Going back to the Sampras serve, it never ceases to amaze me how natural and good his serve was. At contact point, the ball is 4 / 5 feet inside the court, he hits it at maximum height/extension, and the height of the ball toss was no more than 18 / 20 inches above the contact point. Add (what looks like) very simple mechanics and great fluidity, and it all makes up for a great serve on which little can go wrong.

drgnpride
02-24-2009, 12:56 PM
... should depend on the type of service and placement - I'd guess more for a wide slider to the forehand, less for a flat one down the T, even less for a flat one wide to the backhand from the ad court, the least for a kicker wide left from the ad court.

Going back to the Sampras serve, it never ceases to amaze me how natural and good his serve was. At contact point, the ball is 4 / 5 feet inside the court, he hits it at maximum height/extension, and the height of the ball toss was no more than 18 / 20 inches above the contact point. Add (what looks like) very simple mechanics and great fluidity, and it all makes up for a great serve on which little can go wrong.
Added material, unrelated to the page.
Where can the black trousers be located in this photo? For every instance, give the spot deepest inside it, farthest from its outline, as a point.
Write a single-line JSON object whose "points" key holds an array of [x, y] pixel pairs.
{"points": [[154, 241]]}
well.... i think Sampras and Federer changed service placement based on where they hit the ball, not how much rotation they had prior to serve strike the thing all Sampras' opponents (and a lot of Feds) remarked was how they could never 'read' his serve because motion was always the same, he moved the ball around by hitting more on outside of ball to hit out wide on deuce court, inside ball to go down the middle on deuce court, and opposite for ad serves. I think key to placement and moving ball around is where you strike it.

TonyB
02-24-2009, 01:28 PM
People keep asking this guy about the software, yet he hasn't responded to this thread in more than a week.

Funny.

naylor
02-25-2009, 03:22 PM
well.... i think Sampras and Federer changed service placement based on where they hit the ball, not how much rotation they had prior to serve strike the thing all Sampras' opponents (and a lot of Feds) remarked was how they could never 'read' his serve because motion was always the same, he moved the ball around by hitting more on outside of ball to hit out wide on deuce court, inside ball to go down the middle on deuce court, and opposite for ad serves. I think key to placement and moving ball around is where you strike it.
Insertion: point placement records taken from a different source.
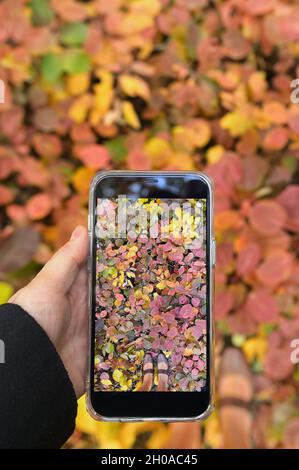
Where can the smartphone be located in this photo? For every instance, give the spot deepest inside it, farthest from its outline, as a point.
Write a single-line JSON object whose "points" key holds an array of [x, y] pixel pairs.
{"points": [[152, 254]]}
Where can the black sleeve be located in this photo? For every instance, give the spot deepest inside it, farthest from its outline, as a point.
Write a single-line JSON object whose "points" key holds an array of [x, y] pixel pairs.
{"points": [[37, 401]]}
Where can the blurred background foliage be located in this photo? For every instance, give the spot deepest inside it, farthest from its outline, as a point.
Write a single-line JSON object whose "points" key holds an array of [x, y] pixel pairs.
{"points": [[164, 84]]}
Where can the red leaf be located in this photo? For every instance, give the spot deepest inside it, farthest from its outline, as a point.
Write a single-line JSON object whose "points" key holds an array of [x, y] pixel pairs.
{"points": [[248, 258], [261, 306], [94, 156], [39, 206], [275, 269], [224, 302], [267, 217]]}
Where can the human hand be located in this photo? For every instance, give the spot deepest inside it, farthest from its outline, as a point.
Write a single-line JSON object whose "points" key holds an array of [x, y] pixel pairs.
{"points": [[57, 299]]}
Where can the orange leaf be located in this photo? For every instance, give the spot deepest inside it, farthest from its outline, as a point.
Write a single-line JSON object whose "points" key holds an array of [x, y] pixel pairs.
{"points": [[39, 206], [267, 217], [275, 269]]}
The key to their serve is that they toss the ball further into the court for different serves, ie on a plane at 90 degrees to the baseline, so from the receiver's side it looks the same as it's difficult to pick the depth of the toss inside the court, and the only read you get is from how much they have launched themselves at the ball - by which time the serve is already thundering over the net.

At our level most of us toss on the same plane as the baseline, so a ball to the right is easily read as a slider and a ball to the left over the shoulder means a kicker is coming. If you turn that plane 90 degrees then the further forward you throw it the more your shoulders have opened around and the rackethead itself has come around, so the more slice you put on the ball; less forward, more neutral, is the flatter serve; least forward, the kicker. But then again, if I throw the ball further in for a slider but I do a Sampras-type serve jumping into the court, depending of where my body gets to in relation to the ball I can "cancel the slider" and instead hit a flat one, or actually exaggerate the slider to go for half-way up the service box and away in the trams.

ninobrn99
06-01-2009, 05:58 PM
in case anyone still cares, there are a multitude of different softwares out there that help analyze your swings. I've seen it used quite a bit from bowling coaches. here's are a couple:
http://www.motionprosoftware.com/
http://www.bowlingcoachsystems.com/

webbeing
06-02-2009, 08:26 AM
From Ganster33

"...You will open your shoulders too early while Federer doesn't open up his shoulders until he strikes the ball, which will give him POWERRRRRRRRRRR..."


What does "open shoulders" mean? Thanks!